Go right ahead. If you honestly beleive that money is a tool intended to "work for society" then there is nothing that I can do to change your mind. Nor would I care to try, you're as free to be wrong as the next guy. And yes, I want a tool that works for me, for I am the only person that I can trust to best handle my tools. The prisoner's delima doesn't apply to free market trades in the absense of third party coersion, so in a free society wherein the vast majority of economic interactions occur in the absence of such coersion, it's literally impossible for the collection of individual interactions (presumedly favorable to both sides of the trade) to be a net negative for society.

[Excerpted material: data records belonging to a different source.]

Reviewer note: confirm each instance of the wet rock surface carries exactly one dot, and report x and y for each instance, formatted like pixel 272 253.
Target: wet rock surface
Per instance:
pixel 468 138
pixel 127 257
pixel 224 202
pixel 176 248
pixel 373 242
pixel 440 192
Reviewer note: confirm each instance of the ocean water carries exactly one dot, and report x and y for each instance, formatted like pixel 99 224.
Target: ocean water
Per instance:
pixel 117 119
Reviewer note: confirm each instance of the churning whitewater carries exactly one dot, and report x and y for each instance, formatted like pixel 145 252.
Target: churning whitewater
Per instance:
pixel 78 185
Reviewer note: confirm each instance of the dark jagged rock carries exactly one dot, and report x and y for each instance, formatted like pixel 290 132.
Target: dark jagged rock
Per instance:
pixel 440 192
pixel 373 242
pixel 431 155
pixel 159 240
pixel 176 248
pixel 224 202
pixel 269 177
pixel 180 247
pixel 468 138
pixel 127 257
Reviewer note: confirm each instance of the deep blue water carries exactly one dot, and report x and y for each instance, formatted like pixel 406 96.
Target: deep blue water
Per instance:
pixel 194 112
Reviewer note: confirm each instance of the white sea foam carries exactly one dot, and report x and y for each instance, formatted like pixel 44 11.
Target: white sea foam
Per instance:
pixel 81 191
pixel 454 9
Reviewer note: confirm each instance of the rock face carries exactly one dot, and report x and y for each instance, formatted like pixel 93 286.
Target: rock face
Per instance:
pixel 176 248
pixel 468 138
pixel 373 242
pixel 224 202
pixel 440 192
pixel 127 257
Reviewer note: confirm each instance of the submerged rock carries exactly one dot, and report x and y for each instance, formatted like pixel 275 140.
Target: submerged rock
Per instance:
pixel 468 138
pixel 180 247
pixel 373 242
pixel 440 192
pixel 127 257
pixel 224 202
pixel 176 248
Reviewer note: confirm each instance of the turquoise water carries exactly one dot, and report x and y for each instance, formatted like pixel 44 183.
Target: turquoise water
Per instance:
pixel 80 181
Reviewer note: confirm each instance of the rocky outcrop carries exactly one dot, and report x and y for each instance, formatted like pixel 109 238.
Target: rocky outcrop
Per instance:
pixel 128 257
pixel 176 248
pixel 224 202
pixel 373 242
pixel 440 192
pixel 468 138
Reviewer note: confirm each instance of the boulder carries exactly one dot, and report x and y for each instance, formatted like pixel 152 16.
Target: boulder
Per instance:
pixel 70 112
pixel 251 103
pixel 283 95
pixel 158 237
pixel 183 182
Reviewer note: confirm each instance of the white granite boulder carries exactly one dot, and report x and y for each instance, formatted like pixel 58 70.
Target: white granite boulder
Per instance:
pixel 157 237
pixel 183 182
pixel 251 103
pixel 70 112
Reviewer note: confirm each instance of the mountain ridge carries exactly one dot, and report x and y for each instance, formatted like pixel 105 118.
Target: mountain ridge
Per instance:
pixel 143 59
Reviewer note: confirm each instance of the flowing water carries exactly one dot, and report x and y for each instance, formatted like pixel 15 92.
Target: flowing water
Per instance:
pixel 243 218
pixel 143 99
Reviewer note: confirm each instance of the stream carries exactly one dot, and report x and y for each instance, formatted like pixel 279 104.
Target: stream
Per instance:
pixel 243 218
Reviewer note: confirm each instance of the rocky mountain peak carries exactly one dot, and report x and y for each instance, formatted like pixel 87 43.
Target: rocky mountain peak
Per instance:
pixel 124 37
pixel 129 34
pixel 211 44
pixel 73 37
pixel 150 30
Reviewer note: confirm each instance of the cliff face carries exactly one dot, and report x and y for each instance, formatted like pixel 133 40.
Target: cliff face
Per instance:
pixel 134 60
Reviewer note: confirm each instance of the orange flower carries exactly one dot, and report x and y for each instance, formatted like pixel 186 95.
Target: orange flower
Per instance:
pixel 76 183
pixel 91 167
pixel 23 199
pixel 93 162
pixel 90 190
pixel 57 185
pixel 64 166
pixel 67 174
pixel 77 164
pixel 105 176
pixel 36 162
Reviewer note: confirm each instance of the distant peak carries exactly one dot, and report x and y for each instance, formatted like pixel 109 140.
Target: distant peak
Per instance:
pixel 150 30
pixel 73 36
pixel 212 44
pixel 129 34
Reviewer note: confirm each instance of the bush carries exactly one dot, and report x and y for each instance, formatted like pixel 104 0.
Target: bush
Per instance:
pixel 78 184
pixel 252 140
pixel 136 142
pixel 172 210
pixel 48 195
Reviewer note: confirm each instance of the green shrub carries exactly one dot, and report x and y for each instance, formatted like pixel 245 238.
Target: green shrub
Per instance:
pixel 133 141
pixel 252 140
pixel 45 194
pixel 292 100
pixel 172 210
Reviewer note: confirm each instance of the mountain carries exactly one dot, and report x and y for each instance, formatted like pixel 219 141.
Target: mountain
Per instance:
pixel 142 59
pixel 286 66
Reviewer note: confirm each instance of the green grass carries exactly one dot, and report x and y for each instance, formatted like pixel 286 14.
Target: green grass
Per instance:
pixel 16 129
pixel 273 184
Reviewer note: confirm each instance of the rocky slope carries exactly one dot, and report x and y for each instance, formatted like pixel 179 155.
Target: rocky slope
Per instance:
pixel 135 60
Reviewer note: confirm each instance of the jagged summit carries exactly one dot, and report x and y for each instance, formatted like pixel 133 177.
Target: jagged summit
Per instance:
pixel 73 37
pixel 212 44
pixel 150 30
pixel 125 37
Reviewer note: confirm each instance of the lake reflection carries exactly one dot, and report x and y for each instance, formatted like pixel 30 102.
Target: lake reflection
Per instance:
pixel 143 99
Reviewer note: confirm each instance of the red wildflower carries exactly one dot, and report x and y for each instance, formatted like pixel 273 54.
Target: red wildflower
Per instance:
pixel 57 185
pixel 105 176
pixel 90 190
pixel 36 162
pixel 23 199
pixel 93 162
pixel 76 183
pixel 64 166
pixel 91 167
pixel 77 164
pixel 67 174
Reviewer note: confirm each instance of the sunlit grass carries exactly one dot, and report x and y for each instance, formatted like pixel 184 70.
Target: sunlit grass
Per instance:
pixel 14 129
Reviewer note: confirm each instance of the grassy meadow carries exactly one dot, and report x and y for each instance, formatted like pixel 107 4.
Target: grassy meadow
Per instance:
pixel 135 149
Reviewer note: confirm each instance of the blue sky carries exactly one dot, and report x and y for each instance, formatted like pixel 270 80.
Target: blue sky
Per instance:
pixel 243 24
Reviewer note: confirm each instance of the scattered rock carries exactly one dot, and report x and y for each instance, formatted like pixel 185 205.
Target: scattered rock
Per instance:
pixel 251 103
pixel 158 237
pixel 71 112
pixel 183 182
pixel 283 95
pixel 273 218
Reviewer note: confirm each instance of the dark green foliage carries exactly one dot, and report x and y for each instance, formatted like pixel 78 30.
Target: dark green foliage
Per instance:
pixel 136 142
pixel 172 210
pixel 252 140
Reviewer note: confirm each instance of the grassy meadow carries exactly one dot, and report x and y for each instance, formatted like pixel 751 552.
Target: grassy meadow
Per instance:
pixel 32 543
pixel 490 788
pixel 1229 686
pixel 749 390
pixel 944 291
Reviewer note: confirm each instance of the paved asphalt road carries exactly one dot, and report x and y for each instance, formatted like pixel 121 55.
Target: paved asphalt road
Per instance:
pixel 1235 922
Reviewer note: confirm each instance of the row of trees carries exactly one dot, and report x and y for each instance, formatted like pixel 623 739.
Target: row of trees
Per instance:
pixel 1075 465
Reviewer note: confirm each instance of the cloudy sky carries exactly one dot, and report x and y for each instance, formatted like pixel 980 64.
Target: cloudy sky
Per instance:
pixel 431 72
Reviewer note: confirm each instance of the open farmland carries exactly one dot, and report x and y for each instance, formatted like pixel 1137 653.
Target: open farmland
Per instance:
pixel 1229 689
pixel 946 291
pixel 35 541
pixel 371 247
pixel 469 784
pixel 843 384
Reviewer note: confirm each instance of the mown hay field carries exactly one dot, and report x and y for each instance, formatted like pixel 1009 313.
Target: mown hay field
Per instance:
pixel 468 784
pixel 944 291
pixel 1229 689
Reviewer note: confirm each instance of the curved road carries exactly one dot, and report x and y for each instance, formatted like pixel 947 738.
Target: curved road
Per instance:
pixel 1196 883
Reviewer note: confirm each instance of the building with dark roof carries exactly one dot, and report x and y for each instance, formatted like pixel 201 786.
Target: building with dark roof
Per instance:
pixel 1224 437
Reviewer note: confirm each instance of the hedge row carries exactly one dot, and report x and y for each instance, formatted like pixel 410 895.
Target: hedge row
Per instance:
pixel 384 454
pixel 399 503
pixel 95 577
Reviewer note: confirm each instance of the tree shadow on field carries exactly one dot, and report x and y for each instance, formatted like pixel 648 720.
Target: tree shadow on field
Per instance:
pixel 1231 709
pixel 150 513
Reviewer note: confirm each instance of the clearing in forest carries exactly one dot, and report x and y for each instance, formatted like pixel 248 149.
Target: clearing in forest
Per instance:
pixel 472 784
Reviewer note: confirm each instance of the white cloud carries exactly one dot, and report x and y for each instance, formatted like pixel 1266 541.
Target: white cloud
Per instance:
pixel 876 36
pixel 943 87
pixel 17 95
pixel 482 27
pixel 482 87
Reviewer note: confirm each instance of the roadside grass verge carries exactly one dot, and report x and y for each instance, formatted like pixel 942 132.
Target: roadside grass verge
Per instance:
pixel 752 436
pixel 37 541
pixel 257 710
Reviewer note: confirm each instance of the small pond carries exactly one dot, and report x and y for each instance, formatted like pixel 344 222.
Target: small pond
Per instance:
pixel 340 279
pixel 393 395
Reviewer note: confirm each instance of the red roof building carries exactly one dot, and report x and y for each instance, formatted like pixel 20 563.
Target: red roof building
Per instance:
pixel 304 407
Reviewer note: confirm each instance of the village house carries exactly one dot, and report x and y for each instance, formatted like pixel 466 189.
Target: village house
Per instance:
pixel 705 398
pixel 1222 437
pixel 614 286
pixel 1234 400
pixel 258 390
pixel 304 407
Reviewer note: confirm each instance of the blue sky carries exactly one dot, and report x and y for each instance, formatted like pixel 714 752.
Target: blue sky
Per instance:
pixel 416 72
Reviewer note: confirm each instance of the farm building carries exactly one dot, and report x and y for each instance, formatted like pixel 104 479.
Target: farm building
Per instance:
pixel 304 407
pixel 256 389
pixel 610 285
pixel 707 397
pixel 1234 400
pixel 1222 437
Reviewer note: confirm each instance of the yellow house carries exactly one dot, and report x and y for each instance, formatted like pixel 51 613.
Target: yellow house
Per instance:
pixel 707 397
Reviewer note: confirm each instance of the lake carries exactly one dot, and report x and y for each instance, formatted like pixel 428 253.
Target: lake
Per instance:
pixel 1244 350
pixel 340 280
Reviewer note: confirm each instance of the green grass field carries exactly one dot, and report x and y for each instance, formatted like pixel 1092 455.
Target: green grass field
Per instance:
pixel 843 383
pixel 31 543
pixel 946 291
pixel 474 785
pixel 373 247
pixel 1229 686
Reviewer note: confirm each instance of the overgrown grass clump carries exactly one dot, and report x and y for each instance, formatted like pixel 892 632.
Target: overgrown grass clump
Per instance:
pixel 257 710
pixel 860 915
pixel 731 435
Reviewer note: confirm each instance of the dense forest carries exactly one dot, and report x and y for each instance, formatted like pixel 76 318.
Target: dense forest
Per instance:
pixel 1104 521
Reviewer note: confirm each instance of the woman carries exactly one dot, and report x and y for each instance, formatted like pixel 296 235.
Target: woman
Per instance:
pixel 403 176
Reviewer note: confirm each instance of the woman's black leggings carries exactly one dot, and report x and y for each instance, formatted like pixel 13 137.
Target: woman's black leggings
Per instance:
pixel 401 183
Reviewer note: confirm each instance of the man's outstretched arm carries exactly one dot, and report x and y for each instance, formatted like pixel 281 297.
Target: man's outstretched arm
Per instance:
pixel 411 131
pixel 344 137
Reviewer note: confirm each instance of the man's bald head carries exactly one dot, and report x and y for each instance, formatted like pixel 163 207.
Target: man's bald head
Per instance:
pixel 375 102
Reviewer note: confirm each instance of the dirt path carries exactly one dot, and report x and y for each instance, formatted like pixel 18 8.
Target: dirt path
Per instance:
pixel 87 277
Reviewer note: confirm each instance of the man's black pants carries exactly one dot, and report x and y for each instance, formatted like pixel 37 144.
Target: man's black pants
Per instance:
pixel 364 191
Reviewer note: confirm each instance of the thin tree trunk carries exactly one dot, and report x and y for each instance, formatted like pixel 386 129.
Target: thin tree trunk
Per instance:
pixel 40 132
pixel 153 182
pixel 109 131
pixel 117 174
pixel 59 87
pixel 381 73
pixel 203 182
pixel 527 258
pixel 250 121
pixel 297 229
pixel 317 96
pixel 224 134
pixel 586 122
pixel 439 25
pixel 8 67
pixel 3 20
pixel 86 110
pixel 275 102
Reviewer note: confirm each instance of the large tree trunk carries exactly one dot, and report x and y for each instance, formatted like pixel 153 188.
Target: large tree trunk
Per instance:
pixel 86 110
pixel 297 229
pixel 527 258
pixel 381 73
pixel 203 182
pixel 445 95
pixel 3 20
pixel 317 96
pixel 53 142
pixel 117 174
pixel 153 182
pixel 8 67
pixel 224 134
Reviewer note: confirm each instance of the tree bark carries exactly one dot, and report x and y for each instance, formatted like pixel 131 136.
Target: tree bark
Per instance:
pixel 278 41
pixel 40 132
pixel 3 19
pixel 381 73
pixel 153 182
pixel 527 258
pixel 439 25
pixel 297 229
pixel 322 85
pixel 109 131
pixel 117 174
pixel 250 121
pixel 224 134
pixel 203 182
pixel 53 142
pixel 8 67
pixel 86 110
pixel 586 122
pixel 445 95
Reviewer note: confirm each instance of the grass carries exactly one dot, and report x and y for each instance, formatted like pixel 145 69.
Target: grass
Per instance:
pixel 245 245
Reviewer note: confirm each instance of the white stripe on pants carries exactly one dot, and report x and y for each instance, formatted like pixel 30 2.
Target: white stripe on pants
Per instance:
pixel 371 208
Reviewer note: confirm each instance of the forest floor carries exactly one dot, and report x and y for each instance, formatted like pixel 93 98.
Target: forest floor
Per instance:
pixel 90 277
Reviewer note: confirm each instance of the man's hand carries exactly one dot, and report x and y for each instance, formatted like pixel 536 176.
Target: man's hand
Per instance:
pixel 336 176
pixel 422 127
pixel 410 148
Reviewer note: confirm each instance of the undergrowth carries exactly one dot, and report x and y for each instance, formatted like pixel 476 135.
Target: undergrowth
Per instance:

Think, young man, think. Think for yourself, not just how your professor expects you to react.
I feel that there are also several assumptions at work here. That government is synonymous with society (implicit in the idea that a currency needs to be controlled to be beneficial to society) and that the government would act in the interest of that society in its actions (likewise).
I see, as I suspect Moonshadow does, that money is a tool that is used by individuals and that the actions of those individuals sums to the interactions of society. The extraction of "the needs of society" as something to be sheparded is simply collectivism and is used as a pretext so subsume the needs and rights of the individual.
The part I highlighted is absolutely correct; the latter part is probably also correct, but is irrelevent to the core issue. The specualtion about the reasons why are simply value judgements. Political perspectives infecting the conversation again. Again, it's not that I'm disagreeing with your speculations; just that they aren't really material to whether or not money "works for society" or not. Unless, of course, one considers collectivism to "work" for society, so perhaps I just contradicted myself.